Petra, la antigua capital de los nabateos, es la perla más valiosa de Jordania, un país joven en las cuentas de los estados europeos, pero con una historia y un legado que se remonta a los orígenes de la civilización. Visitar sus restos arqueológicos, disfrutar de la hospitalidad de sus gentes y recorrer los senderos donde tantas cosas empezaron y terminaron, es una experiencia más necesaria que recomendable. Y Petra, escondida entre desiertos y montañas, es el culmen de este viaje.
En el artículo Petra, la leyenda que se hizo piedra, se dan algunas recomendaciones para preparar la visita a una de las Siete Maravillas del Mundo Moderno, un conjunto histórico y artístico cuyo principal representante es la mítica tumba al Khazneh, El Tesoro.
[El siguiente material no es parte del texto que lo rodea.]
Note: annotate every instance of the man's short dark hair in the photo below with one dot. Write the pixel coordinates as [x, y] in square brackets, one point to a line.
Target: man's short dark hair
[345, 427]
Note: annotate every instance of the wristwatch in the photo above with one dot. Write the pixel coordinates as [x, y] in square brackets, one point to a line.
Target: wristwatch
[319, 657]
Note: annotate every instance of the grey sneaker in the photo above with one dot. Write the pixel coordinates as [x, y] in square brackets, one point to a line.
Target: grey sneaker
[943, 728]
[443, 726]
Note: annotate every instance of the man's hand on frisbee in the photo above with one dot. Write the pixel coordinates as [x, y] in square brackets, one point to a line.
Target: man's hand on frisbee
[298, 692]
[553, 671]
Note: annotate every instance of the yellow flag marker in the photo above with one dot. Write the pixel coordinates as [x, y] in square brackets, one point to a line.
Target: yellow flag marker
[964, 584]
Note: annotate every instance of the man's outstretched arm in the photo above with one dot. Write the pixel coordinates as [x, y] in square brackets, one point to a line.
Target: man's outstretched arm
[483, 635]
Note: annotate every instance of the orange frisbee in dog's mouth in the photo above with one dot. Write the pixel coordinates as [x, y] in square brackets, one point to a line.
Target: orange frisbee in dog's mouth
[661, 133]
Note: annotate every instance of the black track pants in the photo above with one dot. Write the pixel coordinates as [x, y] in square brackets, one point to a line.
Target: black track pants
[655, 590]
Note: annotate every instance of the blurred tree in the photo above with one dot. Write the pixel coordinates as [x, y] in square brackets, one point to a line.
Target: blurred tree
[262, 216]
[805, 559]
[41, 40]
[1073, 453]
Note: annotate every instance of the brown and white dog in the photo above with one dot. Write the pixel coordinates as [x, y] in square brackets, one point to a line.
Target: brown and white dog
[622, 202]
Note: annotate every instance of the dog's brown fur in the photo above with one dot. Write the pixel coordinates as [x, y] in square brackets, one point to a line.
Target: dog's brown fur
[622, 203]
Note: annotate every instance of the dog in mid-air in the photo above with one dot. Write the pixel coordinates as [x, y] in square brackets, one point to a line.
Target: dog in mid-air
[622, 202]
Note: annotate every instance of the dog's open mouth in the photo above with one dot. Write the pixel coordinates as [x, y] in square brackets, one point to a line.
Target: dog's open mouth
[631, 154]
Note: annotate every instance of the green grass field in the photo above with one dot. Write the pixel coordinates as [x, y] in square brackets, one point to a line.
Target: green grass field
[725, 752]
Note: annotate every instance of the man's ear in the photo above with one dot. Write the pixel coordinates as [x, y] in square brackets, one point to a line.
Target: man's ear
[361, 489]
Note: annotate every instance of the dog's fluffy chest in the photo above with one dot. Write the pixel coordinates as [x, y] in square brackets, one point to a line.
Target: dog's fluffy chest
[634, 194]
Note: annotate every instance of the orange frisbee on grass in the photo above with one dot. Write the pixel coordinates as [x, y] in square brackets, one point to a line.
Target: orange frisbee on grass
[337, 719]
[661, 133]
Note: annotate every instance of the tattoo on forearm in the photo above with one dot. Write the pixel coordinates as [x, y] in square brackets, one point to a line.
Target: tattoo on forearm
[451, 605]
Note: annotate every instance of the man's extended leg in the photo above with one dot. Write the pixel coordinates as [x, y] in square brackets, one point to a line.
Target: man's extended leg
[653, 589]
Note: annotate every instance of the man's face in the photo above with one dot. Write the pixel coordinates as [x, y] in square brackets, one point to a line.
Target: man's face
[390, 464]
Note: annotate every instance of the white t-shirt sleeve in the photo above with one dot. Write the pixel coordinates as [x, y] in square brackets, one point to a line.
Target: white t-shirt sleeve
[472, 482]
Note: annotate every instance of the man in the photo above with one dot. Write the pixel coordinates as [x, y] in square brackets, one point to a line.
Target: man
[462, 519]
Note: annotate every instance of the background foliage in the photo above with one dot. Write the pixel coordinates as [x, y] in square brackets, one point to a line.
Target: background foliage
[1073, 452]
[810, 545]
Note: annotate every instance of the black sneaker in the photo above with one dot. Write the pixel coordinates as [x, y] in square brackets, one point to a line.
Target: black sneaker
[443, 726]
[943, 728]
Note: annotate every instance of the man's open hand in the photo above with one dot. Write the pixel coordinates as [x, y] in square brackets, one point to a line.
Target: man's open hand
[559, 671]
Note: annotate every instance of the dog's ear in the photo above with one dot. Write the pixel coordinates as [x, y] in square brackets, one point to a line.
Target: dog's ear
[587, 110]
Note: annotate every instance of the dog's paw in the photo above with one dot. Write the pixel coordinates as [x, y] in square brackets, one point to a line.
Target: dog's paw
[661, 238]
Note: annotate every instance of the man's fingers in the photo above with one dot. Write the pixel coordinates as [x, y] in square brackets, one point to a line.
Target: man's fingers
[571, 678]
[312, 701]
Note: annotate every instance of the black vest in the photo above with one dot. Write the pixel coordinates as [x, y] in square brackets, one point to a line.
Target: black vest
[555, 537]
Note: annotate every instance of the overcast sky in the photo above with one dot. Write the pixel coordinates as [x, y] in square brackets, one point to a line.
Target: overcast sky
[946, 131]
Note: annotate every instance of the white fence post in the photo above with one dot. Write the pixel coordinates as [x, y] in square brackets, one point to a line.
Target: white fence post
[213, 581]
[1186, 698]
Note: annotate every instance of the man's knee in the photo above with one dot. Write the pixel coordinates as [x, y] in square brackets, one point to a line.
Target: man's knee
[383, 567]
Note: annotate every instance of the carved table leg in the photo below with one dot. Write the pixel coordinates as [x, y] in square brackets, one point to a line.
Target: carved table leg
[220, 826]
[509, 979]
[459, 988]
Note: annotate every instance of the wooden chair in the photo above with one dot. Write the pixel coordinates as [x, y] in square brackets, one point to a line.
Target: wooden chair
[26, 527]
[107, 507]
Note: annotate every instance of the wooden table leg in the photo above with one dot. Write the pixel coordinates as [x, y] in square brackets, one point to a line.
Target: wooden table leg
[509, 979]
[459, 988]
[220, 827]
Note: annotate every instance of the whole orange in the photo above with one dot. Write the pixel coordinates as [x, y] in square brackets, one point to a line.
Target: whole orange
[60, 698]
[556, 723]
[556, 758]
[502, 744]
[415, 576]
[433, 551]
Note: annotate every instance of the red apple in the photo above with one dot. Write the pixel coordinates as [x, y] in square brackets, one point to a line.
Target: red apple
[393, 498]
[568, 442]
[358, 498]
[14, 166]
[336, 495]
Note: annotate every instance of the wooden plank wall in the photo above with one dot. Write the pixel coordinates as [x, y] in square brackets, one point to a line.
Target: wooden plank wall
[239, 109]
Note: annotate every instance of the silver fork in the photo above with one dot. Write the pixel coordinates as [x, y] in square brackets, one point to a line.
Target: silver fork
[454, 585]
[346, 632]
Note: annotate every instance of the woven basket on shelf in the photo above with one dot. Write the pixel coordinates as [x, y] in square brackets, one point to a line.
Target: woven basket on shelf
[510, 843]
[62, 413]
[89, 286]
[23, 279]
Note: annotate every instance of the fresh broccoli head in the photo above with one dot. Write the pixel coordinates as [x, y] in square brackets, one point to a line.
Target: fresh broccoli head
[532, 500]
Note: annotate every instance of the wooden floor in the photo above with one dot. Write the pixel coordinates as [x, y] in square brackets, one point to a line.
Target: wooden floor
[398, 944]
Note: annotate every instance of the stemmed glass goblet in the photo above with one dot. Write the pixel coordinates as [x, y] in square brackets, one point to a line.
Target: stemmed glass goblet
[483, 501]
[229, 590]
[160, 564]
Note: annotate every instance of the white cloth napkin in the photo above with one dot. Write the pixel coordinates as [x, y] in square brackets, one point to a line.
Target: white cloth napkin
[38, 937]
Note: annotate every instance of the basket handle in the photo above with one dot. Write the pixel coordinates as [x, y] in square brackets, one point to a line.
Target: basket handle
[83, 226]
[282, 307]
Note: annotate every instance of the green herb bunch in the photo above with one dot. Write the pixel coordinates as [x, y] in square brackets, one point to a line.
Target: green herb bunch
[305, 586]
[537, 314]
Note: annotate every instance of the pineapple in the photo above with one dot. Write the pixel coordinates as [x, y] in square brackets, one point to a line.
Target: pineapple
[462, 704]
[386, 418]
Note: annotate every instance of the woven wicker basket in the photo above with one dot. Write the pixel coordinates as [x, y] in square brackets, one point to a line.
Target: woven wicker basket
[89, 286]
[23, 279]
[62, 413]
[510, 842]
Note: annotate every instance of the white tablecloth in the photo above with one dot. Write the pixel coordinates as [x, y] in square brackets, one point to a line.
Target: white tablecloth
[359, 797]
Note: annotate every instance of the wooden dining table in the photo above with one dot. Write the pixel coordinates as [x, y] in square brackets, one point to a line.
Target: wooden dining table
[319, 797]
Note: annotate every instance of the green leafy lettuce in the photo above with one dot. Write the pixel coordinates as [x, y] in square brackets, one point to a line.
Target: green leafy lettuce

Una vez que el visitante se haya empapado de la historia de la ciudad, le quedará la mejor parte: recorrerla. Si se dispone de dos días, lo mínimo recomendable, a continuación se describen varias rutas que pueden seguirse, algunas imprescindibles.
Petra comienza realmente una vez que se rodea la montaña del Tesoro por su flanco derecho y el Valle de Moises (Wadi Musa) se abre ante los ojos de los viajeros. Las paredes de arenisca vetadas se cubren por decenas y decenas de tumbas, algunas completamente erosionadas y otras esplendidas en su trazado de líneas y formas, con columnas, frontones y relieves palpitando aún como recién cinceladas.
En este punto, junto a las primeras jaimas de venta de recuerdos, se pueden tomar varios caminos para ir descubriendo la ciudad. Si se sigue de frente, el camino atravesará varios puntos de interés. A la izquierda, podrá contemplarse en la roca viva el famoso teatro, coronado por laderas verticales horadadas de pequeñas tumbas, y a la derecha la famosa Calle de las Fachadas, un tramo de hermosas tumbas que son solo un aperitivo de lo que viene después, las denominadas Tumbas Reales de Petra, cuatro magníficos mausoleos cruzados por las líneas coloridas de la piedra en la que fueron talladas.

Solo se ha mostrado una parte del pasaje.